Kein Mensch interessiert sich für meinen Blog. Keiner? Nicht ganz. Die Spammer sind ganz wild darauf. Sie jibbern ganz extatisch wie die Fliegen, wenn sie einen neuen Scheißhaufen entdeckt haben – und schicken automatisierte Kommentare, die mitnichten meine Geistesblitze kommentieren, sondern für Poker- und Pornoseiten Reklame machen. Gut, dass ich rechtzeitig das Word-Press Plugin Akismet installiert habe. Das hat sich heute mit einer neuen Mitteilung gemeldet: „Akismet hat 1,531 mal Spam abgefangen, seit es installiert wurde.“ Mann, ich wäre schon mit einem Zehntel an ernst gemeinten Kommentaren zufrieden… Wobei ich mich jetzt doch frage, woher der Name Akismet eigentlich kommt. A-Kismet? Das klingt nach „nimmer verdient, Schicksal zu heißen, bloß weil er geschehen, der Blödsinn“. Weiß jemand, von wem das ist? Auflösung im nächsten Heft…

Zwieback für den Tiger

Die chinesische Journalistin Zhang Danhong ist seit dem 1. März Mitglied der Wirtschaftsredaktion der Deutschen Welle. Sie fühlt sich sehr wohl bei uns und wir freuen uns über diese personelle Verstärkung.
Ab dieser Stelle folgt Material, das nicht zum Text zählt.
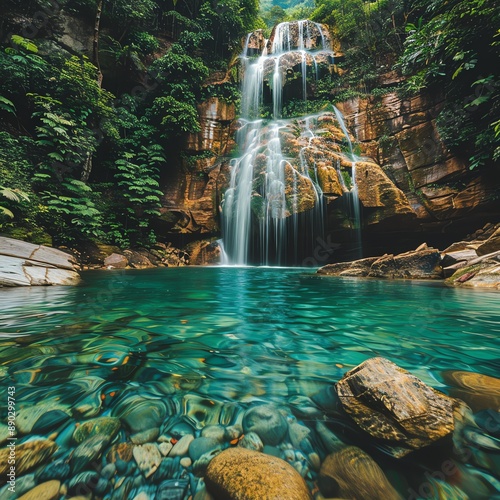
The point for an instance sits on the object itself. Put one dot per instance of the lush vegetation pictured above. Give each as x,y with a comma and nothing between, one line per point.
448,48
85,140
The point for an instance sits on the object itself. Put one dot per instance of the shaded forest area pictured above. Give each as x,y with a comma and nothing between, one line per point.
84,137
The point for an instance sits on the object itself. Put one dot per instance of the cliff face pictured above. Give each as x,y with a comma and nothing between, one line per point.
402,137
410,186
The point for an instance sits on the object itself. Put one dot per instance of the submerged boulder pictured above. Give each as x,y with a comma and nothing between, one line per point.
25,264
351,473
238,473
395,406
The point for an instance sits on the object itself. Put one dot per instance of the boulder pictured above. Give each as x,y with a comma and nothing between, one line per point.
394,406
238,473
423,264
116,261
357,268
137,260
492,244
482,272
25,264
351,473
417,264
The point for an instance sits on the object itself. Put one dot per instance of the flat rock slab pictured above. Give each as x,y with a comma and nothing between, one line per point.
25,264
241,474
392,405
37,253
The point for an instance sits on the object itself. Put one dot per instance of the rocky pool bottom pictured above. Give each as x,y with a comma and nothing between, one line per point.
144,384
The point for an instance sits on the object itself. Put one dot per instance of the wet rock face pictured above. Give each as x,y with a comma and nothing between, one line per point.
25,264
401,134
351,473
264,477
418,264
392,405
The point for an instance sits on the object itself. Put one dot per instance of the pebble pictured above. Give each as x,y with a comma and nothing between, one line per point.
44,491
58,469
216,432
251,441
297,433
202,445
147,436
182,446
148,458
165,448
28,455
83,483
267,422
108,426
28,416
172,489
49,421
88,451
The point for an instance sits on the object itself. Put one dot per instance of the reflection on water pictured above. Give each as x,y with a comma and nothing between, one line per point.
236,336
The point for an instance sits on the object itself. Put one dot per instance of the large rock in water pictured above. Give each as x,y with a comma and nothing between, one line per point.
351,473
24,264
423,263
241,474
395,406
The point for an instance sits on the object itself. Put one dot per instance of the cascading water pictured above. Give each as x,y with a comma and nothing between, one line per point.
273,210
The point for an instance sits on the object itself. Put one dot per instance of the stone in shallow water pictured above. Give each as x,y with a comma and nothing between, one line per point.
391,404
88,451
55,470
240,473
251,441
28,416
147,436
44,491
140,414
148,458
28,455
108,426
267,422
182,446
120,451
202,445
172,489
351,473
83,483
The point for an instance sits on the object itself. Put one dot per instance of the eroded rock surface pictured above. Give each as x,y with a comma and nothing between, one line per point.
25,264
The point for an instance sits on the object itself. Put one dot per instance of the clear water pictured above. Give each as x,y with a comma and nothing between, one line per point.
244,334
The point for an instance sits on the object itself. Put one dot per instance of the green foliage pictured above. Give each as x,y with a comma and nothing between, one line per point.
453,47
89,162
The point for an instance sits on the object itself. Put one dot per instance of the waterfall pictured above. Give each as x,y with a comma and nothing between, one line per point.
266,217
352,196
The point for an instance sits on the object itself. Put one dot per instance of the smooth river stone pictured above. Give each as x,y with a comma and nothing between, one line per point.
351,473
391,404
88,451
202,445
107,426
140,414
182,446
148,458
267,422
28,455
251,441
44,491
27,416
477,390
49,421
237,473
216,432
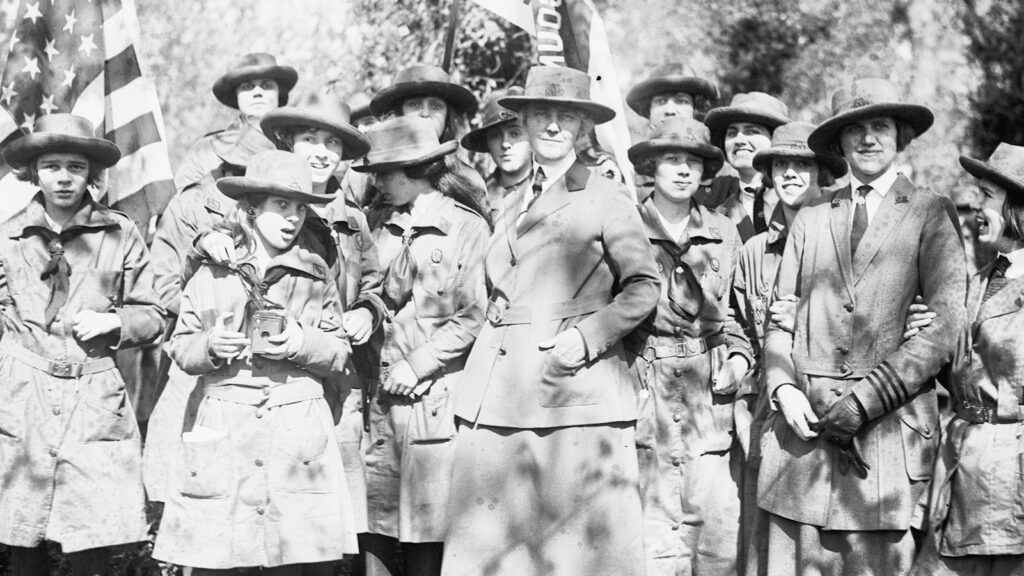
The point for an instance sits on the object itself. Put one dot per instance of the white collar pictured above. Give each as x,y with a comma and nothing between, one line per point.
881,184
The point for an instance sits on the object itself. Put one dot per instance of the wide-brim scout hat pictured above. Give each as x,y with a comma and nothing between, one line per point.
673,77
274,172
494,115
1005,167
61,133
249,142
755,108
680,133
863,98
320,111
251,67
359,105
559,85
422,80
402,141
790,140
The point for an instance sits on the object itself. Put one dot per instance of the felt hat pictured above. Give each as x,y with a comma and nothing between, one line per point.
867,97
359,105
401,141
422,80
61,132
239,151
274,172
1005,167
673,77
494,115
251,67
790,140
318,110
680,133
559,85
756,108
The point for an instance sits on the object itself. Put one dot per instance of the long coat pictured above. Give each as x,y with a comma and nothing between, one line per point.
262,482
849,339
70,448
978,501
578,259
408,452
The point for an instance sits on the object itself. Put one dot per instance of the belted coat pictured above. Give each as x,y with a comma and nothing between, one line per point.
70,448
849,339
579,259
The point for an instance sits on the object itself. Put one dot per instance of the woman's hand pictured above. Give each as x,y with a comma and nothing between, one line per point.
358,324
224,342
88,324
219,247
287,343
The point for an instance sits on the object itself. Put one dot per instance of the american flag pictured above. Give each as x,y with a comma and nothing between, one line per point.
79,56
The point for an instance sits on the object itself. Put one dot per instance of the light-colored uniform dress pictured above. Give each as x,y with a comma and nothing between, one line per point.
70,448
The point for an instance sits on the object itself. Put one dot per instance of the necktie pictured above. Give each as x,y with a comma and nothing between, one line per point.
859,218
997,280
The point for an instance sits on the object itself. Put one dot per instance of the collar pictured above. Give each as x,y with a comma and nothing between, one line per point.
91,215
881,184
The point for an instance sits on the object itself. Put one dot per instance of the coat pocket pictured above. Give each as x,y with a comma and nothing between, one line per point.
432,419
207,471
299,462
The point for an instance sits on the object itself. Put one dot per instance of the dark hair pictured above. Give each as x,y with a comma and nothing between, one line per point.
1013,212
30,174
443,175
904,134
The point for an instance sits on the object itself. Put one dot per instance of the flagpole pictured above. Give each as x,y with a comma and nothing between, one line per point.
450,35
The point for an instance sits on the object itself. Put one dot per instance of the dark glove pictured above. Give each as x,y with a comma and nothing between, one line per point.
843,420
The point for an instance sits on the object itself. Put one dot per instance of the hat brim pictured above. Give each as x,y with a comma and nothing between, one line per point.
763,159
653,147
237,188
20,152
439,152
639,97
476,140
354,144
285,76
981,169
919,117
718,120
389,98
597,112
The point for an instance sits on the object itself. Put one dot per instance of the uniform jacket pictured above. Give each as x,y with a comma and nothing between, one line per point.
70,448
849,339
270,488
580,259
979,488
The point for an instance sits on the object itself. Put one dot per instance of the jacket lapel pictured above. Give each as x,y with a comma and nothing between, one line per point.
894,206
839,224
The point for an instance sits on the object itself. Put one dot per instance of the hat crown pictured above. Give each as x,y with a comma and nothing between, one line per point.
282,169
404,137
761,101
557,82
1009,160
67,124
422,73
682,130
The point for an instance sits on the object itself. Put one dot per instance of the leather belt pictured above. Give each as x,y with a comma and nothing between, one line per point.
682,348
503,313
57,368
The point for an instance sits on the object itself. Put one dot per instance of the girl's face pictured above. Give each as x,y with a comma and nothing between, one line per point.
795,179
323,149
279,220
677,175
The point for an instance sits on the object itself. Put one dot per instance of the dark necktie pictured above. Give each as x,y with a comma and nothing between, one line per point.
859,217
997,280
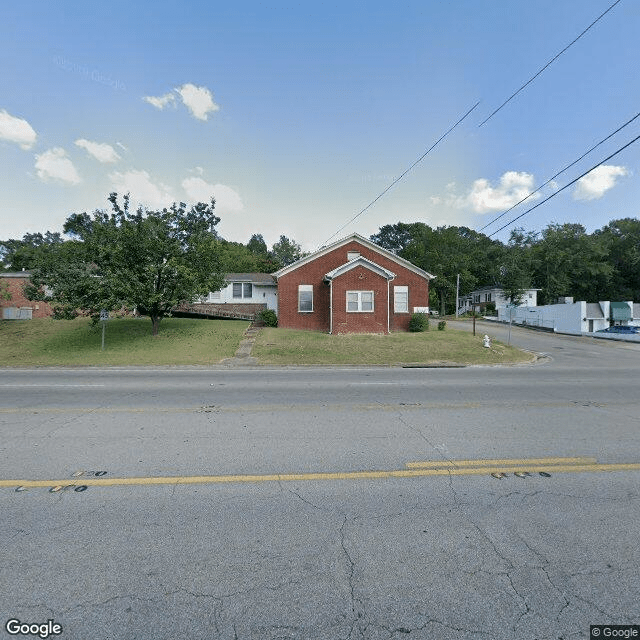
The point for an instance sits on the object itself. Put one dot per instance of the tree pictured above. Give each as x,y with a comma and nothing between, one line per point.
149,260
396,237
621,238
286,252
257,245
19,255
568,261
5,294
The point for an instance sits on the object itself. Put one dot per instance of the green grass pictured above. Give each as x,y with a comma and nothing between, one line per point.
128,341
293,347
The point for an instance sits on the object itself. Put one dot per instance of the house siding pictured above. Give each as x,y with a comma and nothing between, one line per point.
313,272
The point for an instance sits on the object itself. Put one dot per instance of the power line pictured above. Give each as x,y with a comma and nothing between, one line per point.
433,146
528,82
567,185
544,184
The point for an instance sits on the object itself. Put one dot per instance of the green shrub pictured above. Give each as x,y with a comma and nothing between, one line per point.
419,322
268,317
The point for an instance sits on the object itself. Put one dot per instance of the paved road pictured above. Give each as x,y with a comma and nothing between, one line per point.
306,547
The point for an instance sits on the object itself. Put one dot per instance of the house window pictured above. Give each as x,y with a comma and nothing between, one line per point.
359,301
242,290
305,297
401,299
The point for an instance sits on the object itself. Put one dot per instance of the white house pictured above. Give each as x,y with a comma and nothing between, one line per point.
479,299
245,289
575,317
Allerdings war die Entscheidung, sie als stellvertretende Leiterin der China-Redaktion abzusetzen, „voreilig und nicht gerechtfertigt. Die Entscheidung war falsch.“ Das findet zumindest der Journalist Ulrich Wickert, der von DW-Intendant Erik Bettermann beauftragt worden war, den Vorwürfen nachzugehen, Danhong arbeite in der Deutschen Welle als Fünfte Kolonne der KP Chinas. Wickert: „Was ein Deutscher sagt, darf eine Chinesin noch lange nicht sagen.“ Wohl wahr. Danhongs Zitate hätten auch von Frank-Walter Steinmeier stammen können. Dann hätte sich kein Mensch darüber aufgeregt. Was Wickert sonst noch herausgefunden hat, steht hier.

Terrorismus op Kölsch

Meine Bloggerfreundin Marion hat ihre eigene Sichtweise auf den tragischen Zusammensturz des Kölner Stadtarchivs. Köstlich. Dabei fällt mir ein: Wäre das vor zwei Jahrzehnten in Bonn passiert, hätten wir ein Problem weniger. Wenn ein Reisender aus dem Hauptausgang des Bonner Hauptbahnhofs tritt (sehr putzig, denn Bonn hat nur einen Bahnhof), dann blickt er nicht etwa auf ein halbwegs ansehnliches Stadtpanorama, sondern auf einen Betonbau in rund 7,5 Meter Entfernung. Eine Sünde aus den 70er Jahren, die man heute nur mit immensen Kosten weg kriegt. Man stelle sich vor, die U-Bahn wäre nur acht Meter weiter links gebaut worden (was nahe liegt, denn sie macht kurz danach ohnehin eine Linkskurve zur Station Universität/Markt), dann wäre vielleicht dieser elende Betonbau in sich zusammengesunken!